In yet additional embodiments, detection of an allele or combination of alleles of this invention can be carried out by matrix-assisted laser desorption/ionization-time of flight mass spectrometry (MALDI-TOF-MS).
It is further contemplated that the detection of an allele or combination of alleles of this invention can be carried out by various methods that are well known in the art, including, but not limited to nucleic acid sequencing, hybridization assay, restriction endonuclease digestion analysis, electrophoresis, and any combination thereof.
The present invention further comprises a kit or kits to carry out the methods of this invention. A kit of this invention can comprise reagents, buffers, and apparatus for mixing, measuring, sorting, labeling, etc., as well as instructions and the like as would be appropriate for genotyping any combination of, or all of, the SNPs of Tables 1-17 in a nucleic acid sample. The kit may further comprise control reagents, e.g., to identify markers for a specific ethnicity or gender.
The present invention is more particularly described in the following examples that are intended as illustrative only since numerous modifications and variations therein will be apparent to those skilled in the art.
Genome-wide association studies (GWAS) have identified many single nucleotide polymorphisms (SNPs) that are associated with risk for complex diseases since 2007. Due to its rigorous study design and statistical criteria, most of these SNPs represent true associations and can be consistently replicated in independent study populations. Although the individual effects of these SNPs on disease risk are modest, their cumulative effect is stronger and is typically greater than family history, a well-accepted measurement for familial risk. Nevertheless, it is widely perceived that these SNPs have little clinical utility. This perception is primarily based on the modest values of AUC (area under the receiver operating characteristic curve) of these SNPs.

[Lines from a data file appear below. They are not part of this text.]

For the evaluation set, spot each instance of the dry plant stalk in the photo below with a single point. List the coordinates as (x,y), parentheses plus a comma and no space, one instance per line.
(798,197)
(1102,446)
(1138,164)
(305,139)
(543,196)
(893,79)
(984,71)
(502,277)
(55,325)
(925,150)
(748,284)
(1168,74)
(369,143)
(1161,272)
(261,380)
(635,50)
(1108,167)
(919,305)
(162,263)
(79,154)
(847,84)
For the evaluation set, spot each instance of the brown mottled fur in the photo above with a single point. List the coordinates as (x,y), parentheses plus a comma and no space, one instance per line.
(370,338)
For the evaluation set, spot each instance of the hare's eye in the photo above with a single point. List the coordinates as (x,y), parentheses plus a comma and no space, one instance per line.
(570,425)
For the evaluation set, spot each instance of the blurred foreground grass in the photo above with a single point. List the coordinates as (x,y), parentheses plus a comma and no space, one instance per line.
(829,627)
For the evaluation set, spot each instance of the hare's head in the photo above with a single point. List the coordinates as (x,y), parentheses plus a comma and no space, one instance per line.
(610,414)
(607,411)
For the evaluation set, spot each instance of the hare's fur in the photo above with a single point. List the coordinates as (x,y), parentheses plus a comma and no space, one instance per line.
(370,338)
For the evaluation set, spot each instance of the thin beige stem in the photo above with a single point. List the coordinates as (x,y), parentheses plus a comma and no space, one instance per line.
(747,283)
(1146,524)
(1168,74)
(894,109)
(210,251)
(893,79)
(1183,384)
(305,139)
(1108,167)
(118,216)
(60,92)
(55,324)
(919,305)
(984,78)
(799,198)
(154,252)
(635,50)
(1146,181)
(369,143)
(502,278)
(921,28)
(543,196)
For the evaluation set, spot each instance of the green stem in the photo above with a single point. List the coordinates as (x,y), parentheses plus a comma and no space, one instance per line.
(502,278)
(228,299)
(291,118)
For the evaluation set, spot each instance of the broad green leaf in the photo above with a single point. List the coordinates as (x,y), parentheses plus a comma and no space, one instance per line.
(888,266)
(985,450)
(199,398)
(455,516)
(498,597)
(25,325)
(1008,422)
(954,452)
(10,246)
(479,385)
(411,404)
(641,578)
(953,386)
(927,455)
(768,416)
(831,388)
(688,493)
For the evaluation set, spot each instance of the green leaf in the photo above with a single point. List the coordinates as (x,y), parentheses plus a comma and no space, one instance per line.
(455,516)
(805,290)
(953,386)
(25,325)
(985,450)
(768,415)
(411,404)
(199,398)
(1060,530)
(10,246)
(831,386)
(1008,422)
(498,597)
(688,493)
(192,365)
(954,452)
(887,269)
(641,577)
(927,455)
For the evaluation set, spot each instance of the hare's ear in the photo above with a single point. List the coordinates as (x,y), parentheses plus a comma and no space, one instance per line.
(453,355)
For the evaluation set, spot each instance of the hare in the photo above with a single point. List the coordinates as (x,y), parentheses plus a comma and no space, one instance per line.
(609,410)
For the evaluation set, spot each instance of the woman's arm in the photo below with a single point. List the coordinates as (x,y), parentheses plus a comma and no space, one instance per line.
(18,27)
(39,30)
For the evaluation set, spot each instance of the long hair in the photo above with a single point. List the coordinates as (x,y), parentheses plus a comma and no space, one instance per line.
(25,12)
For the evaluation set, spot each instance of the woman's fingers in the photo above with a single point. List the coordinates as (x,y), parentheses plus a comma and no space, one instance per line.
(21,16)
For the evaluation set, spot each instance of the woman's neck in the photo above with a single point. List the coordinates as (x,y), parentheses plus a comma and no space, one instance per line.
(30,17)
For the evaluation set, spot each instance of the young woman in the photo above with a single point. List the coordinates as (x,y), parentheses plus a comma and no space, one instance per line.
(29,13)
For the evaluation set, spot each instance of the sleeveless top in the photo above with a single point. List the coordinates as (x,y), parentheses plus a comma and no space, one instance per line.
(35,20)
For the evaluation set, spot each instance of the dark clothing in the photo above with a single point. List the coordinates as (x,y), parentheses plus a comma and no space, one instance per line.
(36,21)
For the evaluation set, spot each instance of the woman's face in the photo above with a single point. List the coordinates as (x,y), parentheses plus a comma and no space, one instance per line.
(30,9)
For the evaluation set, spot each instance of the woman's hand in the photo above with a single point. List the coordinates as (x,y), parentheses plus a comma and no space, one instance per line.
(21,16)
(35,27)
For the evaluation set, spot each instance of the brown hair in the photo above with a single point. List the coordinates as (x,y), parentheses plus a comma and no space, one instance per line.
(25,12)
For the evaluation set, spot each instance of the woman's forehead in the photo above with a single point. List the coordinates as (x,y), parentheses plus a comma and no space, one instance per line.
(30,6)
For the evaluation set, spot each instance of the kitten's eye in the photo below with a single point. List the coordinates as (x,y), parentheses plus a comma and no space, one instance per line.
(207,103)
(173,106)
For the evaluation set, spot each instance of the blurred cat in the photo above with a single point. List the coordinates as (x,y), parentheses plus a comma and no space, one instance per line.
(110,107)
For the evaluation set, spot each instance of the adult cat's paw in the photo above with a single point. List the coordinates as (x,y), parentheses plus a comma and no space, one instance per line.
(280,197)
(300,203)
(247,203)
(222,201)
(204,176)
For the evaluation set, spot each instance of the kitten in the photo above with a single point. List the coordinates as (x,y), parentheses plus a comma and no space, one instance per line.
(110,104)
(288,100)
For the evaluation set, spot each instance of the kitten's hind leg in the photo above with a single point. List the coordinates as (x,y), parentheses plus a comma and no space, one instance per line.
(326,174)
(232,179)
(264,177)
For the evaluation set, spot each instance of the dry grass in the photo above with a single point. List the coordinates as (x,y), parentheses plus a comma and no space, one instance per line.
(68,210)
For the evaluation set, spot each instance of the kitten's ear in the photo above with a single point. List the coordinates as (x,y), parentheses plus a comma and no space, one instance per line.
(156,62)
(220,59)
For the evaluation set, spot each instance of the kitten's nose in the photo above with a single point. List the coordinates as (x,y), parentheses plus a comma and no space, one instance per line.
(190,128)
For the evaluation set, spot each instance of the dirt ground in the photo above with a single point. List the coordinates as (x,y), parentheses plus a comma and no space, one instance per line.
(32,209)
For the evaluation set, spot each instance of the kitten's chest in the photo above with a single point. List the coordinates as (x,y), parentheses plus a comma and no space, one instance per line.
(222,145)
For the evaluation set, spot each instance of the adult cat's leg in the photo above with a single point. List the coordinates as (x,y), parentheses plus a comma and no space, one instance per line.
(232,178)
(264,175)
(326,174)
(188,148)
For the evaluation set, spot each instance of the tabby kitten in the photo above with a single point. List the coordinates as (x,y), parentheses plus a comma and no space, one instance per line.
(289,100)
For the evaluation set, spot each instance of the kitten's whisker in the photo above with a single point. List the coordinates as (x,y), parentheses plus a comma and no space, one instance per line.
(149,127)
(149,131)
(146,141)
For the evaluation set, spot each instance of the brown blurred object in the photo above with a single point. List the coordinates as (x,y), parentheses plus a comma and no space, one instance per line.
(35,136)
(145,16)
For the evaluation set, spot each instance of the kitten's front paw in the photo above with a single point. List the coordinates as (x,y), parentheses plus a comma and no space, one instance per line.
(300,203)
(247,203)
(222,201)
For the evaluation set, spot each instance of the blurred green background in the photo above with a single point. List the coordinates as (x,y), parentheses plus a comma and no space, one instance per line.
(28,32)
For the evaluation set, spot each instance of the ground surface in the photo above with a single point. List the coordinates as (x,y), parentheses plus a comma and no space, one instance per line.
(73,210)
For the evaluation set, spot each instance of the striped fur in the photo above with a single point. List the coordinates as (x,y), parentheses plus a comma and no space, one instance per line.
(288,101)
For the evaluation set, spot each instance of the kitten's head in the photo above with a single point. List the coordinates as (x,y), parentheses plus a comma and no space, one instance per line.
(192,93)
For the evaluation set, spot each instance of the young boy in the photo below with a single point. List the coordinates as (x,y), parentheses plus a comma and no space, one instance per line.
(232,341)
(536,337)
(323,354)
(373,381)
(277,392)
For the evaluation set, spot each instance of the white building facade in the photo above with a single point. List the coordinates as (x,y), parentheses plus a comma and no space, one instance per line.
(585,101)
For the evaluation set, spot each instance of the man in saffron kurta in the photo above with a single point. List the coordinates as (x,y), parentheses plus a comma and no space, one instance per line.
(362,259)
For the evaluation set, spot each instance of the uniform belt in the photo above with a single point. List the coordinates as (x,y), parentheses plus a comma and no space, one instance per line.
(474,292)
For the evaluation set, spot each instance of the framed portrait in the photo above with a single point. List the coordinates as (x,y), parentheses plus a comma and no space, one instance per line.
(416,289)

AUC is a commonly used statistic to measure the ability of a marker to discriminate patients from non-patients. If the distributions of a marker in patients and non-patients completely separate or overlap, AUC of the marker would be 100% (maximum) or 50% (minimum), respectively. Therefore, AUC is appropriate for assessing the performance of diagnostic markers because their intended use is to distinguish patients from non-patients. AUC, however, is not appropriate for assessing the performance of predictive markers because they are not intended to distinguish patients from non-patients but to identify high-risk individuals. For the latter purpose, a more appropriate statistic for measuring the performance is the positive predictive value (PPV), i.e., the likelihood of being diagnosed with a disease among high-risk subjects defined by a marker. For this reason, AUC is not used to judge the performance of family history in identifying high-risk individuals; otherwise, it would not be widely adopted due to a poor AUC (typically <55%) for most complex diseases such as cancers.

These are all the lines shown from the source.